In this study, the deposition, annealing process, and oxidation properties of HfNbTaTiZr high-entropy alloy thin films were thoroughly investigated. The films, approximately 250 nm thick, were deposited on MgO substrates by DC magnetron sputtering using a single target. The preparation temperature was identified as a key factor influencing the resulting structure. Amorphous films formed at room temperature, whereas nanocrystalline films, characterized by multiple intermetallic phases, were obtained either by deposition at elevated temperatures (600 degrees C - 750 degrees C) or through in situ annealing of amorphous films (600 degrees C - 700 degrees C).
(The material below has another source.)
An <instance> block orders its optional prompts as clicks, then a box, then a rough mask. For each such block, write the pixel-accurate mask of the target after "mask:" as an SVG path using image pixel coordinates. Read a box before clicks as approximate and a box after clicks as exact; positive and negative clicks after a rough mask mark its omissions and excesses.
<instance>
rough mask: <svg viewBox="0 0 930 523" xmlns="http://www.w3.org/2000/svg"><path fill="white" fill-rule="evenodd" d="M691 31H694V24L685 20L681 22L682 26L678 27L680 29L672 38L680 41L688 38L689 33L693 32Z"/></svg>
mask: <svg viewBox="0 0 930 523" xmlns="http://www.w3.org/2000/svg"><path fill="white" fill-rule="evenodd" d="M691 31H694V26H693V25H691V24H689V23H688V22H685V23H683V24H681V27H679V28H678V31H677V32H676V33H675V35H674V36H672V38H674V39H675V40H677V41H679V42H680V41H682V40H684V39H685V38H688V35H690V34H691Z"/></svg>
Positron annihilation spectroscopy revealed that nanocrystalline films predominantly contain vacancy-like misfit defects, with concentration decreasing as the preparation temperature increases. Additionally, amorphous films exhibited a high concentration of large vacancy clusters. X-ray photoelectron spectroscopy showed greater oxygen absorption in amorphous films due to their defective structure, with preferential oxidation of Zr and Hf. Further annealing of naturally oxidized films in a vacuum at temperatures up to 1400 degrees C led to films' recrystallization and eventually the formation of complex oxides, including ZrO2, HfO2, and various Mg-containing oxides, indicating a reaction with the MgO substrate. This work demonstrates the ability to fine-tune the microstructure and defect characteristics of high-entropy alloy films and highlights their direct correlation with oxidation properties.